The longtime board member says she has missed only a handful of graduation ceremonies – one year racing between ceremonies at Arco Arena and a ceremony at a district continuation school. “ ‘Pomp and Circumstance’ still gets me,” she said. “That’s what it’s all about.”
She also has spent the last few decades donning her Mrs. Seuss costume and reading “The Cat in the Hat” to elementary school children in celebration of Dr. Seuss’ birthday.
Legally, board members have to attend only two meetings a month, Amavisca said. “But if you want to do the job well you have to get out.”
New board members also will have to deal with a spurt of growth that is expected to require 54 new schools – 40 elementary schools, seven middle schools and seven high schools – over the next few decades. A recent update to the school district’s master facilities plan shows a projected student population of 110,000 in 20 years. The district boundaries include the city of Elk Grove, as well as sections of south Sacramento and Rancho Cordova.

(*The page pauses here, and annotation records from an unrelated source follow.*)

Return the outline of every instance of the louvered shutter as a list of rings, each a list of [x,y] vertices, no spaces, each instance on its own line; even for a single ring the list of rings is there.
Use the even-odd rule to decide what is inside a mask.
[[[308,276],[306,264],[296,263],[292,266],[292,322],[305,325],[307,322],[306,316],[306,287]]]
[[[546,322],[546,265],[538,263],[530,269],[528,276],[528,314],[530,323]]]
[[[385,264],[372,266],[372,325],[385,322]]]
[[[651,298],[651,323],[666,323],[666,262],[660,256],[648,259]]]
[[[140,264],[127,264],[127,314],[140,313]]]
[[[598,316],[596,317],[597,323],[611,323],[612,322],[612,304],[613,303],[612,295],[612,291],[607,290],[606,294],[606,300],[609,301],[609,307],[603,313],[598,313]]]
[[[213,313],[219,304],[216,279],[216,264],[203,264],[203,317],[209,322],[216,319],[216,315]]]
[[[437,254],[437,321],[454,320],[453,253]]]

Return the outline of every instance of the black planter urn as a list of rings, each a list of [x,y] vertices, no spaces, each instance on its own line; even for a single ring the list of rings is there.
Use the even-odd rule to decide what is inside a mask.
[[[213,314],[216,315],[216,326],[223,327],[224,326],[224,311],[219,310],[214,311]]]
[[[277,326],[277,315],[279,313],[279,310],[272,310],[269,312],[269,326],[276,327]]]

But the new board isn’t likely to experience the housing boom Amavisca and Cox dealt with during their terms. “In my tenure, when I came on there were 35 schools; there are 64 now,” Cox said. “We were building two to five schools a year for 10 years.”
The recession eventually slowed building, and the board agenda was no longer crammed with plans for new schools. Instead, Cox, Amavisca and other trustees had to decide how to make $110 million in budget cuts over five years. “It was the most difficult time in my 20 years,” Cox said. “There was nothing ever good about having to do layoffs because of the budget.”
The trustees also have seen their share of controversy during their terms. The biggest was a suit filed by parent Michael Newdow, who said reciting the words “under God” in the Pledge of Allegiance violated the First Amendment. The case made it to the Supreme Court, which ruled that Newdow lacked standing to file the suit because he didn’t have custody of his child. Both trustees traveled to Washington for the case and consider the experience the most interesting thing that happened during their tenures.
They have mixed feelings about leaving the board.
“I’m kind of excited,” Amavisca said. “I feel like I have a big weight off my shoulders, but then I’m sad.”